C’è una linea sottile dove la gestione del potere smette di essere governo. E diventa dominio. La vicenda delle dimissioni imposte al sindaco di Salerno, Enzo Napoli, segna quel confine. Anzi, lo calpesta. Perché qui non siamo davanti a una scelta politica. Siamo davanti a un atto di padronanza territoriale. Nudo. Esplicito. Umiliante per le istituzioni.
Vincenzo De Luca ecide, ordina, impone. E chi sta sotto esegue. Anche se è un sindaco. Anche se dovrebbe rappresentare una città. Anche se il mandato gli è stato conferito dai cittadini, non dal ‘capo’.

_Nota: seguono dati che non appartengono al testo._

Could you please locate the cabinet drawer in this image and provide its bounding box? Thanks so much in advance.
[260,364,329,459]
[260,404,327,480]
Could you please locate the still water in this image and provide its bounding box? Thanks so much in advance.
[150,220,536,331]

L’ombra del condizionamento è pesante. Tossica. Fa male alla politica e alla sua credibilità. Perché se un sindaco deve farsi da parte non per una responsabilità amministrativa, ma per un equilibrio interno al potere regionale, allora il problema non è Enzo Napoli. Il problema è il sistema.
E tutto questo con la ‘complicità’, seppur non totalizzante, del Partito Democratico. Silenzioso. Impacciato. Spettatore di un copione già visto. Un partito che subisce invece di discutere. Che china il capo invece di difendere il senso delle istituzioni.

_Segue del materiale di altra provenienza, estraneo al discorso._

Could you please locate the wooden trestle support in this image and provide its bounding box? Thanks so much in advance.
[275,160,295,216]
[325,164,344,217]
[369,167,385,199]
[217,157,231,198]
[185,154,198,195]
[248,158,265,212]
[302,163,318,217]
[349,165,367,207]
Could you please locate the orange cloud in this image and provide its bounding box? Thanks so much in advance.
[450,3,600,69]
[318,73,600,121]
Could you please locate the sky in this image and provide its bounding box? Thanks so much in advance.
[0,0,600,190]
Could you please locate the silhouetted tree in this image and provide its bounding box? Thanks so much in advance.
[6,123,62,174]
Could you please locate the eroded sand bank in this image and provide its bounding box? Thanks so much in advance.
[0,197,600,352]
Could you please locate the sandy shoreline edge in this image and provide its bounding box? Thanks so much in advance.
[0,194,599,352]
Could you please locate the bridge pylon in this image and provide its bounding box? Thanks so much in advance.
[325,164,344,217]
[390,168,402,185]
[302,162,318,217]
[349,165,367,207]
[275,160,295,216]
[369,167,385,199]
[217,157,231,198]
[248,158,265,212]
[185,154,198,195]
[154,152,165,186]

Non a caso Sandro Ruotolo parla di “aria di nuovo feudalesimo” e affonda il colpo: “Do un consiglio a De Luca: faccia un passo indietro e aiuti la costruzione di nuove classi dirigenti. Dire ‘dopo di me il diluvio’ porta sfortuna”.
Parole pesanti. Ma necessarie. Perché il vero rischio è tutto lì: l’idea che senza De Luca non esista nulla. Né futuro, né classe dirigente, né autonomia. Solo macerie. La politica, invece, dovrebbe essere esattamente il contrario. Continuità senza sudditanza. Autorità senza prepotenza. Leadership senza culto della personalità.
Qui, purtroppo, siamo ben oltre. Siamo al controllo del territorio. E quando accade, le istituzioni non governano più. Vengono semplicemente usate.